Le courrier du Cridon adressé à Me Athenoux du 28 décembre 2010 répond à une question sur la modification d'un cahier des charges de lotissement, sans précision d'aucun nom et reste général, sans qu'il puisse permettre d'identifier une quelconque faute à la charge de M. [D] [V], tout comme le courrier établi par cette dernière pour contester les honoraires, qui ne définit pas les irrégularités dénoncées.
Il n'est produit en cause d'appel aucun élément nouveau de nature à remettre en cause l'appréciation faite par le jugement qui a retenu que la société les Costeilades ne rapportait pas la preuve que le projet ne serait pas conforme au règlement du lotissement Romani.
En l'absence de faute démontrée de M. [D] [V], la société les Costeilades ne peut s'opposer au règlement de la facture d'honoraires, dont elle ne conteste pas le montant conforme à la convention de maîtrise d''uvre du 29 septembre 2009.
En conséquence le jugement sera confirmé en ce qu'il condamné la société les Costeilades à payer à M. [D] [V], la somme de 20 000 euros avec intérêts au taux légal à compter du 8 février 2011, date de la lettre envoyée par recommandé avec accusé de réception.
- Sur la demande de dommages et intérêts
En application de l'article 1147 du code civil, dans sa version antérieure à l'ordonnance du 10 février 2016 applicable au litige le débiteur est condamné, s'il y a lieu, au paiement de dommages et intérêts, soit à raison de l'inexécution de l'obligation, soit à raison du retard dans l'exécution, toutes les fois qu'il ne justifie pas que l'inexécution provient d'une cause étrangère qui ne peut lui être imputée, encore qu'il n'y ait aucune mauvaise foi de sa part.

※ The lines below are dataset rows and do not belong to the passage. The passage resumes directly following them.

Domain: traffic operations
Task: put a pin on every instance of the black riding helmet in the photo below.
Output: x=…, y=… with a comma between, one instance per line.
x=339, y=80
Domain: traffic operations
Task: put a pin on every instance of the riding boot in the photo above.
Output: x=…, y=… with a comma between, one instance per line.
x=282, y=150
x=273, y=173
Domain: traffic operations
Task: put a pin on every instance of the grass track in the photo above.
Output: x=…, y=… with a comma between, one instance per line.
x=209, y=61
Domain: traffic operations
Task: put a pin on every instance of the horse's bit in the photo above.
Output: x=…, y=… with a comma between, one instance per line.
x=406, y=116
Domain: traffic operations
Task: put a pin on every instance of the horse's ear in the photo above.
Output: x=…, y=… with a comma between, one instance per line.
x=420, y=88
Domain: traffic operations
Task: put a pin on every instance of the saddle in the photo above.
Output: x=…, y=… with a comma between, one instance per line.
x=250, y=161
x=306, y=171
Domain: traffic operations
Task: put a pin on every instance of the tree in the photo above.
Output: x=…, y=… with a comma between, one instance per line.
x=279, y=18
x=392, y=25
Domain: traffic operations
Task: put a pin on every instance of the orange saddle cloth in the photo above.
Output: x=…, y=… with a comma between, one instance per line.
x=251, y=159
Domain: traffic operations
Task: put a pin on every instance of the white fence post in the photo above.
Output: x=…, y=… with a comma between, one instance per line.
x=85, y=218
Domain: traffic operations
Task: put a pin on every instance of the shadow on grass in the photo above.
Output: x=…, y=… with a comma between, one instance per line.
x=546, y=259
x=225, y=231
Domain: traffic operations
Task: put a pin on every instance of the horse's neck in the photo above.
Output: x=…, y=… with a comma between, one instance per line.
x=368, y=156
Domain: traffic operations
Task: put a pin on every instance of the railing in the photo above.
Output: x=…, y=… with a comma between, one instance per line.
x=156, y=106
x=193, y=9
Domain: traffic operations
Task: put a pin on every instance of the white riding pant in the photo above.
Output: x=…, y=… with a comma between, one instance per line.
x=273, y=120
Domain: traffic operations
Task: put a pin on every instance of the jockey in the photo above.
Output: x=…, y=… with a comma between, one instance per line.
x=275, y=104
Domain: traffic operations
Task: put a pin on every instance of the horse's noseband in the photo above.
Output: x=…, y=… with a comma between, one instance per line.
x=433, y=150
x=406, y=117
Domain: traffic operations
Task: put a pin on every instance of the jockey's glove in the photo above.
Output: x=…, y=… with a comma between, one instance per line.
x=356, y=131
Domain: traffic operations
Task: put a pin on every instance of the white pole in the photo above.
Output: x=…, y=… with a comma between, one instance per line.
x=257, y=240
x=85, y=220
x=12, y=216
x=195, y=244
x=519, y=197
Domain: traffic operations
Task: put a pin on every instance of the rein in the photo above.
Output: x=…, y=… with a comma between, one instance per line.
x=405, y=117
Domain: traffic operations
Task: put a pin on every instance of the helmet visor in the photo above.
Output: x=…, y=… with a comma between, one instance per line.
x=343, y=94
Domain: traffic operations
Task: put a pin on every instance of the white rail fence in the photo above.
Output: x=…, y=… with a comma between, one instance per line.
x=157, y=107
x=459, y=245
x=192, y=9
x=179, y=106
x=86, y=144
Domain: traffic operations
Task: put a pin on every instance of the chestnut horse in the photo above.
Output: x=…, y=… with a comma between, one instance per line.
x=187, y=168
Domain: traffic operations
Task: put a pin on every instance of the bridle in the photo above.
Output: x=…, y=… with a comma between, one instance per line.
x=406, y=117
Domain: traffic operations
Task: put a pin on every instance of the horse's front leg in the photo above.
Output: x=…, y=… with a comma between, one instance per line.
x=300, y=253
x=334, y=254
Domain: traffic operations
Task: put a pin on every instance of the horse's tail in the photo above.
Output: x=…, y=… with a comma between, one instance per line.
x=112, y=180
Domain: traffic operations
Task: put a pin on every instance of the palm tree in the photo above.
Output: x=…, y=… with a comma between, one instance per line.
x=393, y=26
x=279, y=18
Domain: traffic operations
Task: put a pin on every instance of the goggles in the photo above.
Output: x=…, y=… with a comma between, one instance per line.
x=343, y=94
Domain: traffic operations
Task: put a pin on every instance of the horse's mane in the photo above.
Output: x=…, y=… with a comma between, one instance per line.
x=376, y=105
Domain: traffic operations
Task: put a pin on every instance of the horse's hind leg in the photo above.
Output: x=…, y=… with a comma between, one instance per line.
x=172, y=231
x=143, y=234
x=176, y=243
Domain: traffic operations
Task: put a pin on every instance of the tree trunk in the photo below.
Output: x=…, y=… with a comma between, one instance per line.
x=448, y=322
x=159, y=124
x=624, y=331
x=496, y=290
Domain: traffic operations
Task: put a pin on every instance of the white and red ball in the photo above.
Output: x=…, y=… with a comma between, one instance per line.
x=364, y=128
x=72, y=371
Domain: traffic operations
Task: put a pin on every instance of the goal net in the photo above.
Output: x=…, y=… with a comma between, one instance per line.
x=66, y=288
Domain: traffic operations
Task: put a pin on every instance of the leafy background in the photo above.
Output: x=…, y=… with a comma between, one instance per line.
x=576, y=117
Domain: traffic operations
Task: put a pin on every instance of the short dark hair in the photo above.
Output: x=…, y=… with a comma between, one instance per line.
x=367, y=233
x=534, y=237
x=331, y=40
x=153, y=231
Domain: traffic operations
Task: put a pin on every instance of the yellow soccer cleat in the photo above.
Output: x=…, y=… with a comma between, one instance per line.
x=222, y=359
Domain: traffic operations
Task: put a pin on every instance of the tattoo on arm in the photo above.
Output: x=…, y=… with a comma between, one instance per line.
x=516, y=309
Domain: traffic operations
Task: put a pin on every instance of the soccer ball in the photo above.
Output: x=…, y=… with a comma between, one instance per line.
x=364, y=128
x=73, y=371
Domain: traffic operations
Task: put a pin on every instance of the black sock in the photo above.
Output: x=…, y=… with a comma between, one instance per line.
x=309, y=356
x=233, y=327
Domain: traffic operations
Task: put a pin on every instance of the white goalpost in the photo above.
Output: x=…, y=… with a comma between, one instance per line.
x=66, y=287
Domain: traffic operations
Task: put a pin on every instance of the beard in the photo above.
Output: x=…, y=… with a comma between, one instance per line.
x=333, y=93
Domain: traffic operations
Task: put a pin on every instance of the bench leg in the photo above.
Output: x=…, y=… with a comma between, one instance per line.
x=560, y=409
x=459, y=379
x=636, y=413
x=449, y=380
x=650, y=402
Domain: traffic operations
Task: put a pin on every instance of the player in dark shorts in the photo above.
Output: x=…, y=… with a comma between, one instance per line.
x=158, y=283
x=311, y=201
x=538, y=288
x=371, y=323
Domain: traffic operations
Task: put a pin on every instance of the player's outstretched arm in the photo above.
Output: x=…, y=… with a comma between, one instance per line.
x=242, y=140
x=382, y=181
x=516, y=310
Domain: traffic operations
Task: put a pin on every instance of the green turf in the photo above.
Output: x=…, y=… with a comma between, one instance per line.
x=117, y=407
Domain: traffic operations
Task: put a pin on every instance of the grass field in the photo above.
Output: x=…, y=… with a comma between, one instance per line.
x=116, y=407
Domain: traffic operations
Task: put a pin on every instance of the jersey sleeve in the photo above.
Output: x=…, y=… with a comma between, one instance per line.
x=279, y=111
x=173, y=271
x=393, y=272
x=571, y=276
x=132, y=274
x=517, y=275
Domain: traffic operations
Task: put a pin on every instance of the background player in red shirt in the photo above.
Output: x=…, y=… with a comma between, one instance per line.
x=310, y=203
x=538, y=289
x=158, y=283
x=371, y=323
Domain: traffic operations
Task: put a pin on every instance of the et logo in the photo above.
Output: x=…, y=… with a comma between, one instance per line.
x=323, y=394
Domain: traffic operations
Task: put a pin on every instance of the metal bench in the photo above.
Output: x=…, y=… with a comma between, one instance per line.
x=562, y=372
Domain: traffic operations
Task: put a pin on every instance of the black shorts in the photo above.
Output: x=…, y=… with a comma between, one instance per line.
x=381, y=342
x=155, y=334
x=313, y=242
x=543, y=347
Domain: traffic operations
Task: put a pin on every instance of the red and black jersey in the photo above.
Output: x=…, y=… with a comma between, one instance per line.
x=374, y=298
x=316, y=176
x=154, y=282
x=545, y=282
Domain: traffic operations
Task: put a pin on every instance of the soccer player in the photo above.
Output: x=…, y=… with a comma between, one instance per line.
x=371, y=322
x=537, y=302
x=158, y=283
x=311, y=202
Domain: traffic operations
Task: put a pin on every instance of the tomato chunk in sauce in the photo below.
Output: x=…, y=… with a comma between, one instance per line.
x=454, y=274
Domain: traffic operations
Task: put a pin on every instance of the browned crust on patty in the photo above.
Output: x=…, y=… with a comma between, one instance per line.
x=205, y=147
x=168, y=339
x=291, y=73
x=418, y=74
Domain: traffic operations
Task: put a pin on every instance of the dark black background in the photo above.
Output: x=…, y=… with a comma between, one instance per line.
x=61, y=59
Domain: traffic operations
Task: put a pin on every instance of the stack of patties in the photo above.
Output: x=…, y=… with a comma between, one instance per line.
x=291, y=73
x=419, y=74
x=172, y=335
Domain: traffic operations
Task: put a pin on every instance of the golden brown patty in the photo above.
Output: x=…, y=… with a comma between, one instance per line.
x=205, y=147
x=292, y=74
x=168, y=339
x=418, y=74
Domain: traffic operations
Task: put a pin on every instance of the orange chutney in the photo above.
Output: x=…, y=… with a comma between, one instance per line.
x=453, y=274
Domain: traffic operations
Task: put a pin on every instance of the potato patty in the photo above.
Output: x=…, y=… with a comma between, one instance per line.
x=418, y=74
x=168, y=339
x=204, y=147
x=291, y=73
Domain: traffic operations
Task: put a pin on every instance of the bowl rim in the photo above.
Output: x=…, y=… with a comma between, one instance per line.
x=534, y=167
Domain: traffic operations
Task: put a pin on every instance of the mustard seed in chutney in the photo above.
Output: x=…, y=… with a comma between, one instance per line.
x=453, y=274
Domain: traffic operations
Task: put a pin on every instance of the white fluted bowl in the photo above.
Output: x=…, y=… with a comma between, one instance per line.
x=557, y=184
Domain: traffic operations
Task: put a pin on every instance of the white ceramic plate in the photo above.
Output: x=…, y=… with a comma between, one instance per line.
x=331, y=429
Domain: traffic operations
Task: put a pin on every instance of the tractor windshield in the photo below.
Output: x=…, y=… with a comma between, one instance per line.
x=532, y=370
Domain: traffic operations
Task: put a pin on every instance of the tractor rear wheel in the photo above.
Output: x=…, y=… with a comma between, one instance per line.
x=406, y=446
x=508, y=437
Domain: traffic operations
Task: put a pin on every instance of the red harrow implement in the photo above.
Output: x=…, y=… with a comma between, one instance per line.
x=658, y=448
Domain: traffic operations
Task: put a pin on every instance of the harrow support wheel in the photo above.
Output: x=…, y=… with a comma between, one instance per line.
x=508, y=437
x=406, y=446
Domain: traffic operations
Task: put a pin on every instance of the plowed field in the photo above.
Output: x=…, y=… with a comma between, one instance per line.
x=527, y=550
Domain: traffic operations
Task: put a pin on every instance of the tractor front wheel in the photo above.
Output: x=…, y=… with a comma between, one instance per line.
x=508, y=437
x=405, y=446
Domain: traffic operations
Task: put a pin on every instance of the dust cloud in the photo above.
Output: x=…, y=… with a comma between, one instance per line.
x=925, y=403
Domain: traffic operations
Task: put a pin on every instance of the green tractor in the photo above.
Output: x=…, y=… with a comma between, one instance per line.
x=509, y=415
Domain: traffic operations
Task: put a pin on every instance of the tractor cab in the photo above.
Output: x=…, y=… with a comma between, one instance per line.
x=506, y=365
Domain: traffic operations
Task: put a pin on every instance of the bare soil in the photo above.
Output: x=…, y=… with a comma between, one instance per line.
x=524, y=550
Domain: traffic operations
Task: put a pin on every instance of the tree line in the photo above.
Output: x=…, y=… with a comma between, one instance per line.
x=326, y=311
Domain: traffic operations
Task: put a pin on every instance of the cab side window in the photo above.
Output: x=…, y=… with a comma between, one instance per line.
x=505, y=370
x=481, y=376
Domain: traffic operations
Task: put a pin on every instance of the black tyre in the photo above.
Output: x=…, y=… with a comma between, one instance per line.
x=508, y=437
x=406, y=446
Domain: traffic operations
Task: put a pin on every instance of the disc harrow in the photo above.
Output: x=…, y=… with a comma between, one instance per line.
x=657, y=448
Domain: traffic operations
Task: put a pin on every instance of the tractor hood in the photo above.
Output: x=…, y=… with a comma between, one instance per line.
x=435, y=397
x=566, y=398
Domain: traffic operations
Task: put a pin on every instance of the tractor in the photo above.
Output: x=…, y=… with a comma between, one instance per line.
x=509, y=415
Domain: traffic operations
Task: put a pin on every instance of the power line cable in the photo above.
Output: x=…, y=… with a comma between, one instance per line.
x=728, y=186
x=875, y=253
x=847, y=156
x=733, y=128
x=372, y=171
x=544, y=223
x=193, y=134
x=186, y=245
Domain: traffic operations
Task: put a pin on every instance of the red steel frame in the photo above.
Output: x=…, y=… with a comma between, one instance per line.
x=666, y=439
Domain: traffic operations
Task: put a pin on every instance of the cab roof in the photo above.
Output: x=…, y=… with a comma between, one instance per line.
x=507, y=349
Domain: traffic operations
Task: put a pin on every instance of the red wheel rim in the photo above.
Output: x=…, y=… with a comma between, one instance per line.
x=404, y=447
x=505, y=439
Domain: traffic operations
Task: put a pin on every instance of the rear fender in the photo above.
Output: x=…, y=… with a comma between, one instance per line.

Comme le relève à juste titre le jugement, la société les Costeilades ne rapporte pas la preuve que M. [D] [V], n'a pas exécuté l'une de ses obligations ou qu'il a eu un retard dans l'exécution. Ce dernier a obtenu la délivrance du permis de construire pour lequel il a été mandaté, justifiant le rejet de sa demande de dommages et intérêts de 6 500,00 euros.
Le jugement sera confirmé de ce chef.
PAR CES MOTIFS
La cour, statuant publiquement ;
Confirme le jugement déféré, en toutes ses dispositions ;
Déboute la société les Costeilades de l'ensemble de ses demandes;
Déboute M. [D] [V] de ses autres demandes ;
Condamne la société les Costeilades aux dépens d'appel et à payer à M. [D] [V] la somme de 3 000,00 euros sur le fondement de l'article 700 du code de procédure civile pour ses frais engagés en cause d'appel.